Empezaron a verse asiduamente, a encontrarse cada vez que podían para hacerse el amor apasionadamente. Ella estaba feliz… Su corazón desbordaba de alegría. Sabía que estaba en presencia del amor de su vida. No le importaba un bledo los veinte años que él le llevaba. Para ella, era un Dios…era un ser divino que había venido a transformar su monótona vida … en una maravillosa vida…. de amaneceres húmedos y cálidos… de sábanas revueltas… cabellos desatados… y sueños hechos realidades de brazos y piernas abrasadas en abrazos eternos de besos calientes e intensos.
Pequeños gestos de control empezaron a vislumbrarse ante los ojos entrenados de una Julia experta en violencias no evidentes.

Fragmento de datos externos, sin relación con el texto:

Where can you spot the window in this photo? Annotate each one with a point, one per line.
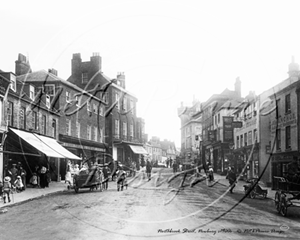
(68, 127)
(49, 90)
(117, 133)
(34, 120)
(101, 110)
(124, 105)
(117, 100)
(13, 83)
(10, 115)
(84, 77)
(54, 128)
(278, 139)
(95, 133)
(95, 108)
(124, 129)
(47, 101)
(287, 103)
(44, 124)
(22, 124)
(242, 141)
(255, 135)
(131, 105)
(78, 129)
(249, 137)
(131, 130)
(101, 135)
(67, 96)
(105, 97)
(77, 101)
(88, 106)
(288, 137)
(31, 92)
(278, 108)
(89, 132)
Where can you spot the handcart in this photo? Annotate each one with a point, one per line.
(287, 195)
(255, 189)
(87, 179)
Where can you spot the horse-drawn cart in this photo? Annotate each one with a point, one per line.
(87, 179)
(287, 195)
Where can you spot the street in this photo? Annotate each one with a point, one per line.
(149, 210)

Epítetos aparentemente cariñosos… “mi putita….”, “estás muy loquita…”, y cosas por el estilo, con voz muy dulce y cariñosa, mientras le acariciaba el cabello… pero todas desvalorizantes… caricias de conmiseración….humillantes….controles desmedidos sobre sus horarios y actividades… abruptos pedidos de silencio, gritos inesperados y fuera de contexto, demandas y exigencias…insólitas… habían logrado a alarmarla.
Su corazón malherido de mil heridas añejas, no cicatrizadas del todo, empezó a flaquear y a no querer entender. Todos los lunes y los martes en el departamento de él parecían ser los tiempos oportunos, y el escenario adecuado para que a él se le desatara la locura violenta. Ya la había amenazado varias veces con romperle la cara de una trompada… Pero Julia lo había tomado como un pésimo chiste… malhumorado… y nada más…hasta que habían empezado a aparecer las hilachas de una violencia escondida en ese corazón roto de su amado, que ya había sido operado varias veces a pecho abierto. Julia lo veía como a una especie de Dr Yekyll y Mr Hyde… Un dulce inteligente culto y amable que de pronto se transformaba en un monstruo irreconocible e irrefrenable.
Pero ese martes, ese martes fatídico, en el que le había vuelto a creer su amor…, una vez más de las cíclicas veces en las que la había convencido de que arreglaran sus diferencias en la cama, había ido a su casa, como siempre. Habían cenado el manjar exquisito que le había preparado él con todo su amor. Habían compartido el mejor vino. Se habían amado como nunca. Él la había abrazado tanto… que lo había sentido tan parte suya…tan cerca… tan insólitamente suyo…tan íntimamente comunicados… pero internamente había sentido un cierto dejo de soledad… algo no estaba ya bien del todo… Pero ese día…era casi como una despedida. Todo muy especialmente iluminado a la luz de su amor y de sus velas. Finalmente se adormeció de una paz infinita y de un cansancio pesado, embriagador…
De pronto lo vio: parado, soberbio, con sus cabellos de oro y plata, caídos sobre su rostro perfecto; erguido, firme, rígido y con su rostro perfecto, enrojecido, transformado por el enojo violento, mirándola desde su esbelta figura… con su veintidós apuntándole al corazón.
“¿Por qué?” atinó Julia a preguntarle… “¡¿Por qué?!” La angustia de sus ojos parecía hablar por ella y preguntar todas las preguntas que su boca se negaba a hacer.
“Porque te amo…”, contestó su dios, soberbio de soberbia sin límites, de enojo incurable, y embriagado. “¡Porque te amo!” Y descerrajó las seis balas de la recámara en la cara del amor. “¡Adiós Julia!”